Cribbage has been around since the 1600s. Poet Sir John Suckling of England first popularized it and described the rules of cribbage in roughly their modern form. Cribbage (originally spelt “cribbidge” – not “cribage”) is a fairly straightforward development of an earlier game called Noddy, Suckling’s main contribution being the ‘crib’ that gives the modern game its name.
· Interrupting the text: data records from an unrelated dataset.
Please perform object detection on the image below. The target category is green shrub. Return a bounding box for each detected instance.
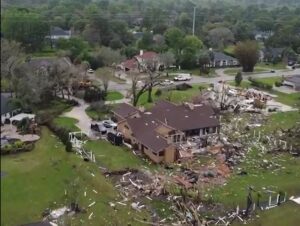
[1,141,34,155]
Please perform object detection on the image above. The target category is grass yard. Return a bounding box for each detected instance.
[262,111,300,133]
[233,202,300,226]
[168,68,216,77]
[33,98,72,117]
[95,68,126,84]
[256,62,286,70]
[85,141,153,170]
[228,77,300,108]
[224,45,235,55]
[1,128,150,226]
[210,112,300,208]
[224,67,270,76]
[271,91,300,108]
[138,84,207,108]
[106,91,124,101]
[85,105,113,121]
[53,116,80,132]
It was originally played with five cards rather than six, as is now the standard, but the play and strategy are almost identical and the five-card game still survives, especially in the UK.

Amusing, but quite possibly specious historical note: James Masters, author of the excellent Online Guide to Traditional Games writes:

Suckling apparently distributed large numbers of packs of marked cards to the aristocratic set and then went around the country playing them at Cribbage for money, managing to earn himself around £20,000 (about £4 million in today’s money).

The so-called cribbage board predates Cribbage by many hundreds of years and has been used for scoring many other games, especially pub games. However in the last few centuries the traditional board has been indelibly associated with Cribbage, and customized boards like the ’29’ have been developed especially for it.

Noddy and Early Cribbage

Justin du Coeur has described the rules of Noddy, based upon the seventeenth-century writer Francis Willughby’s Volume of Plaies, circa 1665.

It seems that Noddy is surprisingly similar to modern cribbage, with a couple of exceptions. There are only three cards dealt to each player, no discard, and hence no crib. The turn-up card is counted in both players’ hands. Game is 31 points.

Early Cribbage (before the nineteenth century) is 5 cards per player, discarding 2 to the dealer’s crib: the innovation which gives the game its name. The turn-up card counts as part of the crib, meaning that the dealer can score 9 cards to pone’s 4. To counter this dealer advantage, pone scores 3 before the first deal. Otherwise play is as modern cribbage.